November hasn’t been with us for that long. Despite this, I’m willing to bet you’ve heard at least 10 stories about financial problems so far this month.
Sure enough, there are plenty of problems out there and there are some serious bits of number crunching that need to be done before everything straightens out.
This is an effect that has washed away with most of the dreams and ambitions of the automotive industry for this and the following couple of years or so.
BMW meanwhile seem to not be affected by the situation as the Bavarians are telling us they don’t plan to change their original prediction.
Given their latest sales results, it seems that there’s just no point in telling people they’re not hoping to grow or turn certain profits anymore.
Currently they’re on the rise, they’re still keeping the opposition in the rear view mirror and there’s no point in adapting to the economy just to lose out to them.

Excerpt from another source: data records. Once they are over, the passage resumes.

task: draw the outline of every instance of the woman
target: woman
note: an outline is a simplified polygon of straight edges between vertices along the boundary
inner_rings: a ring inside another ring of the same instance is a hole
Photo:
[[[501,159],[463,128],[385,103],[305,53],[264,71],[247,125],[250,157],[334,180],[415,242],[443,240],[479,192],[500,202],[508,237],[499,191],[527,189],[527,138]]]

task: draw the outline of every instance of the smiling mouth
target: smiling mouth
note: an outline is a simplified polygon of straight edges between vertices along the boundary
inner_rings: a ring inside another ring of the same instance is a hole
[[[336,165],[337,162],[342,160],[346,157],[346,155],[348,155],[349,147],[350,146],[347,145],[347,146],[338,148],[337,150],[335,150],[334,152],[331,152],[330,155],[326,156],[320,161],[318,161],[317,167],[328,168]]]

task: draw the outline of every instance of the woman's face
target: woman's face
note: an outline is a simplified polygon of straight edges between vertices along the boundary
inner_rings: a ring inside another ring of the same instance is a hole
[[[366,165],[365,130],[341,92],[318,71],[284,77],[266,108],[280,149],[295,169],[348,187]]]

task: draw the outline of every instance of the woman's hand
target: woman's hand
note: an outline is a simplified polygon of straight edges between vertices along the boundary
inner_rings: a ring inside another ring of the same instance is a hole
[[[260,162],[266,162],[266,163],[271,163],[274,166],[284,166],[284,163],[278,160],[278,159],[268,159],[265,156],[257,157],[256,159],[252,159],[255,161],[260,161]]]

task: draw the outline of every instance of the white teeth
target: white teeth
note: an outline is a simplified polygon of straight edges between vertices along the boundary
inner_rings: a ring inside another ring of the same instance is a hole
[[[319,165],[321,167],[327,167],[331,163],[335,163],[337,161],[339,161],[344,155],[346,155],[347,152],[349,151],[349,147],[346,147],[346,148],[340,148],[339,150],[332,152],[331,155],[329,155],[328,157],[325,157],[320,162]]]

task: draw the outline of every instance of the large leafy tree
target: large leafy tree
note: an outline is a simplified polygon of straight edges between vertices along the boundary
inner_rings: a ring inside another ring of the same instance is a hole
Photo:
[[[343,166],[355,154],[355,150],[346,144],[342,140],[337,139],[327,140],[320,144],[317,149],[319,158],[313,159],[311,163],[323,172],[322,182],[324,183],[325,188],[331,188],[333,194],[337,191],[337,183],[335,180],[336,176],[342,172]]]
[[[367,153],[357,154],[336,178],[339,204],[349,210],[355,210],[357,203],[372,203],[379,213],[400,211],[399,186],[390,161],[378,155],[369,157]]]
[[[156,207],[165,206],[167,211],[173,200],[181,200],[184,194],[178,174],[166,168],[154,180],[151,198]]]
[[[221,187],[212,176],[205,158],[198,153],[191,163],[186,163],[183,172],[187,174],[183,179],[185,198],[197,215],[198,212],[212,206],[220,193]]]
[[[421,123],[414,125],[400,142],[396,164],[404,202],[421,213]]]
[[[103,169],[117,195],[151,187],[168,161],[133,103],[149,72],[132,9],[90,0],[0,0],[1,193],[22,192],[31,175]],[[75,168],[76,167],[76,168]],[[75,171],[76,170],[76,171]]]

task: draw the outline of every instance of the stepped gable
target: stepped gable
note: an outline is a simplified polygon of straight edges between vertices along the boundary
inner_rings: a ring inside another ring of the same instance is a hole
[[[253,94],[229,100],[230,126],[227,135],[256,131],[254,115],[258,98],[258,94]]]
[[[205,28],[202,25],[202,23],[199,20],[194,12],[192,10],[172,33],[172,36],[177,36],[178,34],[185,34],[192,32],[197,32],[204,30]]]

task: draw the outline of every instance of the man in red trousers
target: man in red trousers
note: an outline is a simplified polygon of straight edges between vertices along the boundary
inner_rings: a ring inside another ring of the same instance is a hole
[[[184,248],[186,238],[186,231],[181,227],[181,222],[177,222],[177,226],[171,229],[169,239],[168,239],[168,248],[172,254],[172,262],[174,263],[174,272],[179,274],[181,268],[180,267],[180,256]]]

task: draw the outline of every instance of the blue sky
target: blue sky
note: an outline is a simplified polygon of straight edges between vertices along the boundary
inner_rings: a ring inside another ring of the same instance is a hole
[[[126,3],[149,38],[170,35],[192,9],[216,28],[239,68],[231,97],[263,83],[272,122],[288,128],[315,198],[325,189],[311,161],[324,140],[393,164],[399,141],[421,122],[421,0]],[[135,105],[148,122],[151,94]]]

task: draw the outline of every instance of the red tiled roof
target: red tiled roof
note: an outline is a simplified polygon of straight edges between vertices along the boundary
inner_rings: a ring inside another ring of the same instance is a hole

BMW Chief Financial Officer, Friedrich Eichiner, went on record as talking about these results and predictions and there was something impressive to consider.
It seems that he considers the European market still in it. The company’s very diversified lineup of products, will have adapted to the small market quite well.
In fact, he thinks that BMW will do so well against the stress of the European market, that he genuinely expects it to grow.
That sounds remarkable and since most analysts reckon it’s a big mistake, that kind of sounds like a bit of good news for me. It’s rare to see optimism these days.